In terms of onboarding products, it stated the following weaknesses”
- Compliance-driven processes that operated in isolation, without clear consideration of how the onboarded option promotes the best financial interests of members. Instances of lack of consistent documentation evidencing risk consideration and compliance with applicable standards.
- Internal policy requirements not being applied rigorously and consistently when evaluating whether an investment option was suitable for inclusion on the platform.
- Large dependency on external research and ratings agencies to approve new investment options, with limited internal assessment of the information collected.
- Collection of conflict management policies (or attestations) but a lack of thorough assessment of their quality, nor examination of potential and actual conflicts across the stakeholders relevant to the operation and distribution of the investment option.
Then in terms of ongoing monitoring it identified the following:
- Inconsistent monitoring of investment and fee related metrics relative to internal policies.
- Lack of effective triggers specified in monitoring frameworks to identify and respond to performance and/or risk concerns in a timely manner. Thresholds for identifying under or outperformance were generally ineffective as they were set at levels unlikely to be activated.
- Lack of timely, comprehensive and objective reporting of key risk and performance issues across investment options, including instances of significant outperformance that could signal potential concerns.
- Unclear exceptions reporting approaches, with inconsistent escalation of performance issues identified by third parties and investment options where performance data was missing.
On the key question of remedial action and member transfers, the document detailed the following weaknesses:
- Discretionary approaches to remedial action, typically retaining underperforming options and closing them to new investments and contributions. Without clear and time-bound plans, existing members remain in these investment options without resolution for extended periods.
- Lack of maturity in remedial action and member transfer frameworks, with unclear or undocumented processes and responsibilities – particularly when an investment option that has been closed from receiving contributions from new or existing members continues to underperform.
Yet again ASIC & APRA are outsourcing their bumbling, bloated, bureaucratic buffoonish responsibility
Exactly — this cuts both ways. If APRA is saying trustees can’t outsource accountability to research houses, then it also means they can’t outsource accountability to advisers either.
Advisers don’t have trustee powers or access to full fund documentation, yet we’re often left carrying the can when governance breaks down at the trustee or research level.
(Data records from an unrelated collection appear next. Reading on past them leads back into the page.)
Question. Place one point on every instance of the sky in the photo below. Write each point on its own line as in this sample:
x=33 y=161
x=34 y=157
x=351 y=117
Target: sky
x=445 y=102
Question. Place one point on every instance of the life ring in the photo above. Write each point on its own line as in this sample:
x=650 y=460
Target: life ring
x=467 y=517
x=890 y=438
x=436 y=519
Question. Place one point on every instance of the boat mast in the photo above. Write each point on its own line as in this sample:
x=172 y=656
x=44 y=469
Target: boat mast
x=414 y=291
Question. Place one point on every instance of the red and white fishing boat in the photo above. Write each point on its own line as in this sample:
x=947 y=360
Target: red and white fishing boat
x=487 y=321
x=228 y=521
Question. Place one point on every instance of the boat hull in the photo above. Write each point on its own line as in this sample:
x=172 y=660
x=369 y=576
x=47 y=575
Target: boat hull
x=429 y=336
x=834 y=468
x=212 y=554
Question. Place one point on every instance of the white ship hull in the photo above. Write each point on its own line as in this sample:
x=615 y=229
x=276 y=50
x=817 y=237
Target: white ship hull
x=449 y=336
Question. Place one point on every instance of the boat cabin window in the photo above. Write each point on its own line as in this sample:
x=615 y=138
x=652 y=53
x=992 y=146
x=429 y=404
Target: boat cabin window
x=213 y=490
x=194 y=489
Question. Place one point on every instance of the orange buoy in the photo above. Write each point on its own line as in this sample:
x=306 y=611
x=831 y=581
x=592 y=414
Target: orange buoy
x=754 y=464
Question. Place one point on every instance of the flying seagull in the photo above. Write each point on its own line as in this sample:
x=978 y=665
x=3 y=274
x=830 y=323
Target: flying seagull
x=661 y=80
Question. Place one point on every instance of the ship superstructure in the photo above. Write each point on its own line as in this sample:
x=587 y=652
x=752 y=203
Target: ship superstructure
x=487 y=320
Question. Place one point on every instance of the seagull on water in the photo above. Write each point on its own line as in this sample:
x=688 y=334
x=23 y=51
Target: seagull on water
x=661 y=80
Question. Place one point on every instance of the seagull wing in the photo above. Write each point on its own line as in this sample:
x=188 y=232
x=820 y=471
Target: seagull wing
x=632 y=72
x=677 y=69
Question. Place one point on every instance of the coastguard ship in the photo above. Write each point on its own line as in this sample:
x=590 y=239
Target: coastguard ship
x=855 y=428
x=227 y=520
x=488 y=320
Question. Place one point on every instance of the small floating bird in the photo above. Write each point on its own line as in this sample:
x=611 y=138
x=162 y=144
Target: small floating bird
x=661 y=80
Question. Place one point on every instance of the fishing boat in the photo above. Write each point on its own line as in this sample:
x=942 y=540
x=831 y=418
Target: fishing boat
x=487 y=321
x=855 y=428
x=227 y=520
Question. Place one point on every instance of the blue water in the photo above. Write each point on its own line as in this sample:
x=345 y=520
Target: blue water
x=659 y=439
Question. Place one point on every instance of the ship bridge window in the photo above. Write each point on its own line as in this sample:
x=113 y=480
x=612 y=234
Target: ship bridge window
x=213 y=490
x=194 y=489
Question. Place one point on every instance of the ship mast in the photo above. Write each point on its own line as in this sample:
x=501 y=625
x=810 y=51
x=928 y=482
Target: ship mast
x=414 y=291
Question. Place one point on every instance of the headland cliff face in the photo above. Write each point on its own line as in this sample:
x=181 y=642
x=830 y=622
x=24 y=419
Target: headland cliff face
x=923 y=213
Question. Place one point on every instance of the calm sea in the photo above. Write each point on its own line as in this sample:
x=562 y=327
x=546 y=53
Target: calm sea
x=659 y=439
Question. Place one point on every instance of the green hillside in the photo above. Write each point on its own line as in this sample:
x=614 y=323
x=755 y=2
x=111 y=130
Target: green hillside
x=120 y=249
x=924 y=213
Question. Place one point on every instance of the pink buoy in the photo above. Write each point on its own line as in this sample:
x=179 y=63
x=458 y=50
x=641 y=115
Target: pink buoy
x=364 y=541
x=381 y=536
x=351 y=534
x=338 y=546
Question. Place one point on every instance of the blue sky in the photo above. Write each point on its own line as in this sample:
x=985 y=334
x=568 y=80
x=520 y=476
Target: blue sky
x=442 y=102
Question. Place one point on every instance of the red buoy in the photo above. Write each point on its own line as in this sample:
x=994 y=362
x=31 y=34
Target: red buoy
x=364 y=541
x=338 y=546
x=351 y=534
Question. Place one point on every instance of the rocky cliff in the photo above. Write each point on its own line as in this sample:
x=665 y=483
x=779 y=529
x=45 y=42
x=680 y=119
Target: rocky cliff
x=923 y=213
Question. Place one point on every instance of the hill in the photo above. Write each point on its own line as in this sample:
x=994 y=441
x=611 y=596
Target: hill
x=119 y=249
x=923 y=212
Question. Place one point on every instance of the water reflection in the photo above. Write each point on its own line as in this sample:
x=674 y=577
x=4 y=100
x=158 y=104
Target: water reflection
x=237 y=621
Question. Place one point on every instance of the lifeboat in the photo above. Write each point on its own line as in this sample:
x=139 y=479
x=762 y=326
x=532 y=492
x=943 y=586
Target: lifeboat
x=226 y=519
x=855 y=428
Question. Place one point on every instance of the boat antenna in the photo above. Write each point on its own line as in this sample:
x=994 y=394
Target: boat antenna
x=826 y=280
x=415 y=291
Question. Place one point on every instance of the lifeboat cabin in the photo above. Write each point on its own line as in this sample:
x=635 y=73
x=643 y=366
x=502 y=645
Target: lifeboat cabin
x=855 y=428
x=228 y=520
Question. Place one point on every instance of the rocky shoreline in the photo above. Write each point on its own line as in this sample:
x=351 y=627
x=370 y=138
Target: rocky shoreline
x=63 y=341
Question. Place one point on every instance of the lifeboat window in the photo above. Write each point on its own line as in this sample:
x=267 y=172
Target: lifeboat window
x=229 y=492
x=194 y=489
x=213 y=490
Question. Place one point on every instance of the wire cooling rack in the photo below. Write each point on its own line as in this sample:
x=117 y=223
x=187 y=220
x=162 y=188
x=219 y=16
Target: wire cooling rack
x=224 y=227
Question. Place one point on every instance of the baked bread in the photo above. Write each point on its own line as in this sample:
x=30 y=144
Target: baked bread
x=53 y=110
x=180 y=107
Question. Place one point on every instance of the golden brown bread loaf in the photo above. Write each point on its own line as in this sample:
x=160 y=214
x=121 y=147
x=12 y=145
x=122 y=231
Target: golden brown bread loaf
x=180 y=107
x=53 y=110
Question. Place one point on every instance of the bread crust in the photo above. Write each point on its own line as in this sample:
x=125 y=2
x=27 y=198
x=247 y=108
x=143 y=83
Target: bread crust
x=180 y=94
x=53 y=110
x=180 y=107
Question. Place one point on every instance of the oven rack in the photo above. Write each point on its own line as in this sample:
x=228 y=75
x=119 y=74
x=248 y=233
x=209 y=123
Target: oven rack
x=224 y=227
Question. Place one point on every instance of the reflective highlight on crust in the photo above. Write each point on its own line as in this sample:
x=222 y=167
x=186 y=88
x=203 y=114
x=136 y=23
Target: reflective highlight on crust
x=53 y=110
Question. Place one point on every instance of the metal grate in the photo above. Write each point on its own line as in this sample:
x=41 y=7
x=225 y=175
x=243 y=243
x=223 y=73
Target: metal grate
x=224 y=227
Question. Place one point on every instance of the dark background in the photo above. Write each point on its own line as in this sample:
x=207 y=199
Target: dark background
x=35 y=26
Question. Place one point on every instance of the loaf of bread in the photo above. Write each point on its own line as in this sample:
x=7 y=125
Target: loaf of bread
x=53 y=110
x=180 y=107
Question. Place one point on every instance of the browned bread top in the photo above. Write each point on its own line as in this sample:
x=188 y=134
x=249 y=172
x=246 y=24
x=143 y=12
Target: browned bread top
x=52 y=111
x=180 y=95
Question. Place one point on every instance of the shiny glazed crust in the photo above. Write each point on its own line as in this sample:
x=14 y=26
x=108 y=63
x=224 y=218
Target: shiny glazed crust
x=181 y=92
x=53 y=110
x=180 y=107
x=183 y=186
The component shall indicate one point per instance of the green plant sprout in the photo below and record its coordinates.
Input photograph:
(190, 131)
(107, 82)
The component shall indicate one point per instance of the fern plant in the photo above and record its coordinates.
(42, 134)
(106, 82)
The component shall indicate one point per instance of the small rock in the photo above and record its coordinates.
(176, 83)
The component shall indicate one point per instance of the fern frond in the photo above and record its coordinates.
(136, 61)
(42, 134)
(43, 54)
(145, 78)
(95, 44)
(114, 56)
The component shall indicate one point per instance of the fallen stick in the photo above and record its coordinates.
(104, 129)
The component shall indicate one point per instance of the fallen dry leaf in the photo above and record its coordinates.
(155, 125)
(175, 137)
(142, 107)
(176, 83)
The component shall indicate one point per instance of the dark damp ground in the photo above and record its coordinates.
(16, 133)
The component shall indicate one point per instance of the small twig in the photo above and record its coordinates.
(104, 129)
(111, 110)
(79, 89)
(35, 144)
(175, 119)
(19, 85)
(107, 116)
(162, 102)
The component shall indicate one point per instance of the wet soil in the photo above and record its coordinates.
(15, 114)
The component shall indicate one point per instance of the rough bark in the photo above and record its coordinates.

Every APRA-regulated super fund has statutory duties under s52 of the SIS Act and SPS 530 to ensure investment options are properly vetted and monitored.
If each adviser had to perform their own direct due diligence on every single investment option — meeting management, reviewing holdings, running attribution and liquidity analysis — we’d have 15,000 advisers duplicating the same process nationwide. That’s not investor protection, that’s chaos.
Accountability sits where the power and data sit: with trustees, research houses, and platform operators who have the resources and obligations to prevent bad products from ever getting on the menu in the first place.